Despite its reputation for generosity to strangers, Ireland has been slow to institutionalise giving: we have some 164 entities (including memorial trusts) devoted to philanthropy, or one per 30,000 Irish citizens. Other countries of a similar size have many more philanthropic foundations.
Philanthropies in Ireland take various institutional forms, and we follow international standards in classifying them as community foundations, corporate foundations, family foundations, independent foundations, operating philanthropies, philanthropic intermediaries, payroll-giving schemes.
Some – especially the larger ones – derive their income from fund-raising, most have been established with an endowment, and a few operate a hybrid endowment/fundraising model.
We have included the corporate giving of private firms only where this is made through a separate foundation in Ireland – in future reports we hope to be able to capture more evidence of giving in Ireland by multi-national foundations.
Learn more about Irish philanthropies.
The Atlantic Philanthropies – whose aggregate giving of €1bn made such an impact in advocacy, early learning, higher education, human rights, research and voluntarism in Ireland since the 1990s – has now fully spent down and exited the field.

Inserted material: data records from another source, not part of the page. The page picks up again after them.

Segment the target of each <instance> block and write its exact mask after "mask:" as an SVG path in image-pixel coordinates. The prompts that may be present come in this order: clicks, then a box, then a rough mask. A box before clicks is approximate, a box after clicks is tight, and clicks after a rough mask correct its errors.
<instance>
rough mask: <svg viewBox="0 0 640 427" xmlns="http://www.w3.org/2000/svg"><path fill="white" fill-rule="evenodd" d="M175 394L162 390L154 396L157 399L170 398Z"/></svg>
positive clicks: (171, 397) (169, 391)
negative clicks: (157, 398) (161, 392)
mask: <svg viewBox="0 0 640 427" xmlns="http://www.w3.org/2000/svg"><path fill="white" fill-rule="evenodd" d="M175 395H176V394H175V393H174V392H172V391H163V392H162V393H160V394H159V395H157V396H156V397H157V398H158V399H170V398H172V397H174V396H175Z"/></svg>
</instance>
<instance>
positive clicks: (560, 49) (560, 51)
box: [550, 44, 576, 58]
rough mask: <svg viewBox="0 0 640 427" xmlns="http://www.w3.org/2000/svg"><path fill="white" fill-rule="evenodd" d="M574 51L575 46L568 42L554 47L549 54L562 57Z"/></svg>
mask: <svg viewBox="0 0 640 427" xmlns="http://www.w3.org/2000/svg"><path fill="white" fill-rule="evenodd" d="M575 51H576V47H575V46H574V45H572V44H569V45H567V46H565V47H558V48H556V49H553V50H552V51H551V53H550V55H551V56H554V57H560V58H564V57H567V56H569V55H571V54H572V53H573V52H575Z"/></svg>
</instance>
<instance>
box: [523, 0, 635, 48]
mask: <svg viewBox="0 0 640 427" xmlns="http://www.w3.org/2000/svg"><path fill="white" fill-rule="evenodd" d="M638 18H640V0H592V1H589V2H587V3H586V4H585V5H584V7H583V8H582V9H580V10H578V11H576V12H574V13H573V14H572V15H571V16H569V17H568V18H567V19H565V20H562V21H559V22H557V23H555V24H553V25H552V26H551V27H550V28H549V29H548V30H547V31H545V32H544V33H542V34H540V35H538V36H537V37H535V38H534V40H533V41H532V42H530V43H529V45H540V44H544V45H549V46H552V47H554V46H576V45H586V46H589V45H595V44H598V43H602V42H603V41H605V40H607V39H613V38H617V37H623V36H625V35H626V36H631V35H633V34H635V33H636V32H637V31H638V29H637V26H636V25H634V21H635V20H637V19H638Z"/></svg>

Most Irish philanthropies are small, with only 12 distributing funds in excess of €1m per annum (according to available data). Of these, one is a community foundation, one is a corporate foundation, two are family foundations, two are independent foundations, three are operating foundations and three are philanthropic intermediaries that we know of.
Using reported expenditure from 22 philanthropies in 2019, we have analysed the scale, profile and targets of their giving in Ireland.